Commentary: The Trump-GOP budget is a dire threat to Oregon’s patients, hospitals and nurses

Published 6:47 am Wednesday, July 30, 2025

Health care workers fear dangerous conditions for patients and nurses because of Medicaid cuts. (Alan Cohen/Oregon Capital Chronicle)

Health care workers are warning of dangerous conditions in hospitals for patients and nurses alike under the new law.

Tamie Cline, president of the Oregon Nurses Association (ONA), has spent 22 years working as a nurse at Good Shepherd Medical Center in Hermiston. Good Shepherd is one of more than 700 rural hospitals across the country at risk of closure because of the newly passed GOP budget.

To cut trillions in taxes for corporations and the wealthy, the so-called “Beautiful Bill” slashes federal Medicaid funding by more than $1 trillion over 10 years and is predicted to leave up to 17 million Americans without health insurance. That’s a huge threat to patients as well as their hospitals, especially rural hospitals that rely more heavily on Medicaid payments.

It also puts frontline health care workers like Cline in increasingly dangerous and unsafe working conditions.

Karina Smith is a Henry A. Wallace Fellow at the Institute for Policy Studies. She’s from Corvallis, Oregon.

In Oregon, one in three people rely on the state’s Medicaid program, the Oregon Health Plan. Under the new GOP law, an estimated 200,000 Oregonians stand to lose that insurance, putting patients and providers alike in danger.

Rural communities are particularly vulnerable to these cuts. Nearly half — 44% — of rural hospitals in the U.S. are already experiencing severe financial strain. This year alone, 16 rural hospitals shut their doors due to financial issues.

Medicaid is often the lifeline keeping rural hospitals afloat.

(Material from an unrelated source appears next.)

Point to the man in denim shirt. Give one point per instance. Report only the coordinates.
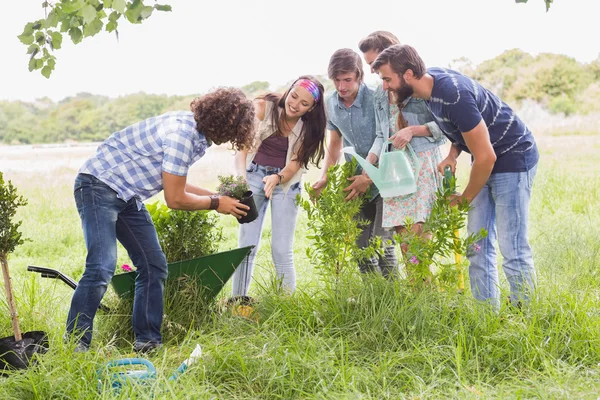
(351, 122)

But when that coverage is stripped away and thousands of patients go uninsured, hospitals are left to cover the cost of uncompensated care. More uncompensated care will lead to hospital closures and service reductions, causing more frequent and severe medical emergencies as patients are forced to navigate long travel times, overcrowded ERs, chronic staffing shortages and barriers to preventative care.

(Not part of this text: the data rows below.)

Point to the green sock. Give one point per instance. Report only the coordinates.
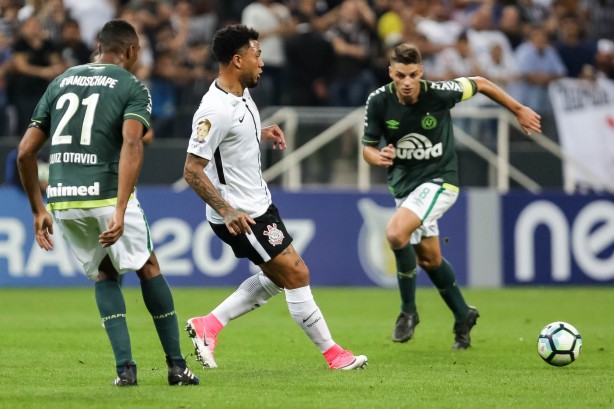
(444, 279)
(406, 276)
(112, 308)
(159, 302)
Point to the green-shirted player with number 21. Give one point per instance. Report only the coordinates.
(96, 116)
(412, 117)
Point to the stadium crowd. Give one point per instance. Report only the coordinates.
(316, 52)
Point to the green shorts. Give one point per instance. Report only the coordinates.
(81, 228)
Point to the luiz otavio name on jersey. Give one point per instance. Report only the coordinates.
(94, 81)
(73, 157)
(62, 191)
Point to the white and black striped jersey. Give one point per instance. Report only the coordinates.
(226, 131)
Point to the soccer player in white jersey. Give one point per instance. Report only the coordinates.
(223, 168)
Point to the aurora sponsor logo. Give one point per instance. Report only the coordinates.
(62, 191)
(419, 147)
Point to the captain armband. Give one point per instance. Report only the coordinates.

Cline knows how this could play out. She told me about one patient who came in with an easily treatable diabetic foot ulcer. Because they were unable to afford medication and follow-up visits, the patient’s leg was later amputated.

“Nurses are already seeing people suffer,” Cline said. Medicaid cuts are going to make patients “sicker and sicker,” and “throw nurses back into what we did during COVID.”

Since the pandemic, Cline has been outspoken about the severe rates of burnout and depression among nurses. Studies show that strenuous working conditions and chronic emotional laboring leads to serious mental health issues for frontline nurses.

Coupled with rising mental health issues, nurses are also experiencing unprecedented rates of workplace violence. In one survey, 92% of nurses in the Oregon Nurses Association union reported experiencing violence in the workplace last year. Nationally, from 2007-2022, hospital staff saw a 181% rise in workplace violence injuries.

“Nurses are being punched, kicked, and thrown against walls because of impatience and stress,” says Cline. “No one is protecting us, and it’s just getting more volatile.”

Under the GOP’s changes, Cline envisions workplace violence becoming commonplace in rural hospitals. If patients are forced to wait 16 to 20 hours in the ER for a family member to get care — only to be told the wait will be even longer due to staffing shortages and overcrowding — Cline warns their anger and pain will be directed at front-line workers.

Cline’s union has spent years pushing for Safe Staffing and Stop Workplace Violence laws to protect nurses from unsafe working conditions. But they’re bracing for cuts. “The first people on the chopping block are not going to be upper administration. It’s going to be the workers,” says Cline.

Cline says it’s time for voters and health care unions to get loud, educated, and proactive. Nurses are coming together to help rural communities get their paperwork, medical history documents, and emergency preparedness plans together for when hospitals begin closing.

“We can’t fight for our own health and safety if we are expending all of our energy fighting everyone else,” says Cline.

Our health care workers deserve to feel safe, protected, and valued. Instead, the new Trump-GOP budget actively neglects patients — and health care workers — in service of corporate profits and partisan political agendas.


Karina Smith is a Henry A. Wallace Fellow at the Institute for Policy Studies. She’s from Corvallis, Oregon.